原核生物と真核生物の両方の生理的変化の複雑なセットを介してDNA損傷に応答する。遺伝子発現、既存の蛋白質の再分配、及び新たなタンパク質複合体のアセンブリの変化は、DNAの損傷とミスマッチDNAの塩基対の種々の方法によって刺激することができる。蛍光顕微鏡は、DNA損傷にと生きている細胞の複雑な細胞内のアーキテクチャの中でDNAの複製の状態を監視するために、これらおよび他の応答を可視化し定量化するための強力な実験ツールとして用いられている。蛍光レポータータンパク質とDNA複製と修復機構のコンポーネント間の翻訳融合は、手がかりを決定するために使用されているその同族病変の標的DNA修復タンパク質<em> in vivoで</em>そしてこれらのタンパク質が細菌細胞内で編成されているかを理解する。さらに、DNA損傷誘導性プロモーターに連結された転写と翻訳融合は、集団内の細胞は遺伝毒性ストレス応答を活性化されているいるを明らかにした。このレビューでは、我々は、画像にDNAの修復と、単一の細菌細胞のDNA複製複合体のアセンブリを蛍光顕微鏡を使用するための詳細なプロトコルを提供しています。特に、この作品は、イメージングのミスマッチ修復タンパク質、相同組換え、DNA複製とSOS誘導性蛋白質の焦点を当て<em>枯草菌</em>。ここで説明する手順のすべては、細菌種の様々なイメージングのタンパク質複合体に対して容易に適している。
10x S750 salts
0.5 M MOPS
100 mM Ammonium Sulfate
50 mM Potassium Phosphate Monobasic
Filter sterilize, and wrap S750 media in foil prior to storage
100x Metals
0.2 M MgCl2
70 mM CaCl2
5 mM MnCl2
0.1 mM ZnCl2
100 μg/mL Thiamine HCl
2 mM HCl
0.5 mM FeCl3*
dH2O to final volume
*FeCl3 should be added last, to prevent precipitation.
After filter sterilization, wrap 100x Metal solution in foil.
S750 media
1x S750 salts
1x Metal
1% Glucose
0.1% Glutamate
40 μg/mL Tryptophan
40 μg/mL Phenylalanine
distilled H2O to final volume
10x Spizizens (grams/L)
151.4 mM Ammonium Sulfate (20g/L)
803.8 mM Potassium Phosphate Monobasic (140g/L)
440.9 mM Potassium Phosphate Dibasic (60g/L)

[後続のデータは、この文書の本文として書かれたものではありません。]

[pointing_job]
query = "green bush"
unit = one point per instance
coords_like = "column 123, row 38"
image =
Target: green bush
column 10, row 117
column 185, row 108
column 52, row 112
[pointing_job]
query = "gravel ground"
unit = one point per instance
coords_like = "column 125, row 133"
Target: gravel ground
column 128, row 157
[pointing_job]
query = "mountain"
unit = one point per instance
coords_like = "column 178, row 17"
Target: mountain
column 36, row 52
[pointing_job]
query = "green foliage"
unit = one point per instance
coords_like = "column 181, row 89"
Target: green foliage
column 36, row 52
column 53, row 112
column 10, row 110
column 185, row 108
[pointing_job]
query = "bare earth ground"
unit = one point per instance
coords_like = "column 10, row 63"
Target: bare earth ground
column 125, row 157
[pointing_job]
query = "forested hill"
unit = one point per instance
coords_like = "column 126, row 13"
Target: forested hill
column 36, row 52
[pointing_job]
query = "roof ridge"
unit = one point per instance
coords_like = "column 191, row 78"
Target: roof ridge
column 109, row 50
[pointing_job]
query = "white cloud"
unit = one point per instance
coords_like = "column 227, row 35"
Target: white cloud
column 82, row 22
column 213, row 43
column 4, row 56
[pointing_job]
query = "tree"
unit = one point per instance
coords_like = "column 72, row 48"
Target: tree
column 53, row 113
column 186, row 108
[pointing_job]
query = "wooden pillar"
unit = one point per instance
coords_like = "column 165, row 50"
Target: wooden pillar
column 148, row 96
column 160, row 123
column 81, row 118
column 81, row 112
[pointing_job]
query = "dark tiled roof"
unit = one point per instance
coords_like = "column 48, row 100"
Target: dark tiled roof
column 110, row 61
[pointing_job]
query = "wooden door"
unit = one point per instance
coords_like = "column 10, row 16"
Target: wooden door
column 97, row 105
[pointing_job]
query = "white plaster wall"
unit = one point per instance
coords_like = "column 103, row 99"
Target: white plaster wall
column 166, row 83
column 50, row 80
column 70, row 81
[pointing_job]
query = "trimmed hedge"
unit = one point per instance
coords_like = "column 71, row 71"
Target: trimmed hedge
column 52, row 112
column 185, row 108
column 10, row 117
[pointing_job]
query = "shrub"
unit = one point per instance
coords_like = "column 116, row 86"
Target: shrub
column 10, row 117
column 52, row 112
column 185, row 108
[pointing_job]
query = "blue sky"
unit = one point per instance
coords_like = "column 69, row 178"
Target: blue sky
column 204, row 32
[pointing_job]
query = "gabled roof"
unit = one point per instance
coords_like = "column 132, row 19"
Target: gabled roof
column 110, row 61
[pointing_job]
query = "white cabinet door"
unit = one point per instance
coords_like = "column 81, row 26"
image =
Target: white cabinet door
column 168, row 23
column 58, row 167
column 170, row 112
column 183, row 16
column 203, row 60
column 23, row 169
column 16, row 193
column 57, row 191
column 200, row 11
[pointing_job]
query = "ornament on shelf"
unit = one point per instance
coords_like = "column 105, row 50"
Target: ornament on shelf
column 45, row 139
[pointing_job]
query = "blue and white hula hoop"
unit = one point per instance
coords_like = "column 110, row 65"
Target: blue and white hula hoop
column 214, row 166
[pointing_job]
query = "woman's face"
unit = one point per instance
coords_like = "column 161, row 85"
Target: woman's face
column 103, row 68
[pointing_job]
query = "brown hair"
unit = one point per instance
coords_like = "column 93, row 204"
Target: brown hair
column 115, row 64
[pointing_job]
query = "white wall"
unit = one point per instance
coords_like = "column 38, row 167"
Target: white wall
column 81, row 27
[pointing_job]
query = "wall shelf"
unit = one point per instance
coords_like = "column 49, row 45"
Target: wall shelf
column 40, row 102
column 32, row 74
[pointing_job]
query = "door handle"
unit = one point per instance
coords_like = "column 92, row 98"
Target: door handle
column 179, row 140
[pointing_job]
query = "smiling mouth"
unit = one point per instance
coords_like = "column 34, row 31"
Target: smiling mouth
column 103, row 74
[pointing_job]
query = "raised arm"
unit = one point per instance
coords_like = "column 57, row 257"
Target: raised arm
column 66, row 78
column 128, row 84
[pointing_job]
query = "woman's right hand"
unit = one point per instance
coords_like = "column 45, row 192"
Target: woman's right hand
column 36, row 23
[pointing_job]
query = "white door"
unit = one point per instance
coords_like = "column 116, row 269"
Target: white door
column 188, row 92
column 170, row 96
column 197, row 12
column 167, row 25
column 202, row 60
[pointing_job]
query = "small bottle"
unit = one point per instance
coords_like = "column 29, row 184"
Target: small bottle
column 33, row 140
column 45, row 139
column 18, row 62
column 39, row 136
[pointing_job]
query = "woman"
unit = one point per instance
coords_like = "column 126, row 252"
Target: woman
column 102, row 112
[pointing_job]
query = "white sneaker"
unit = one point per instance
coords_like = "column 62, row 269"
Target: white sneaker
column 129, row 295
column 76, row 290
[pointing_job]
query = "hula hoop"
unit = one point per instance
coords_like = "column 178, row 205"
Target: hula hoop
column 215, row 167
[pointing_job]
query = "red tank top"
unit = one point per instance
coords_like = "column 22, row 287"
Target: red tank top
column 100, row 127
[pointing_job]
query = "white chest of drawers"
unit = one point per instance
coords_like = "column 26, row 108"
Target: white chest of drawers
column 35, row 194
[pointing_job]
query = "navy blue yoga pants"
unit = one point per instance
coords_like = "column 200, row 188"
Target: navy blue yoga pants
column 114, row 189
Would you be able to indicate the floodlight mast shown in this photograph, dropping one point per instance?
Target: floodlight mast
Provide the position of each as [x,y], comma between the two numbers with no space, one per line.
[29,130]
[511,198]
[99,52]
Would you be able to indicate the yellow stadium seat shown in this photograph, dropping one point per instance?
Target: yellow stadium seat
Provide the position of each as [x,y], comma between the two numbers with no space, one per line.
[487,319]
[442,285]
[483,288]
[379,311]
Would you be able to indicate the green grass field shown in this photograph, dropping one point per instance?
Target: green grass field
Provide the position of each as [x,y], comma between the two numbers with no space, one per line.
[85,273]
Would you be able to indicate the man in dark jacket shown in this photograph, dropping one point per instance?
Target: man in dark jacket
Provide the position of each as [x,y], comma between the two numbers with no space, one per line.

34.0 mM Sodium Citrate (10g/L)
16.6 mM MgSO4 (2g/L)
dH2O to final volume
Filter sterilize
Klocko, A. D., Crafton, K. M., Walsh, B. W., Lenhart, J. S., Simmons, L. A. Imaging Mismatch Repair and Cellular Responses to DNA Damage in Bacillus subtilis. J. Vis. Exp. (36), e1736, doi:10.3791/1736 (2010).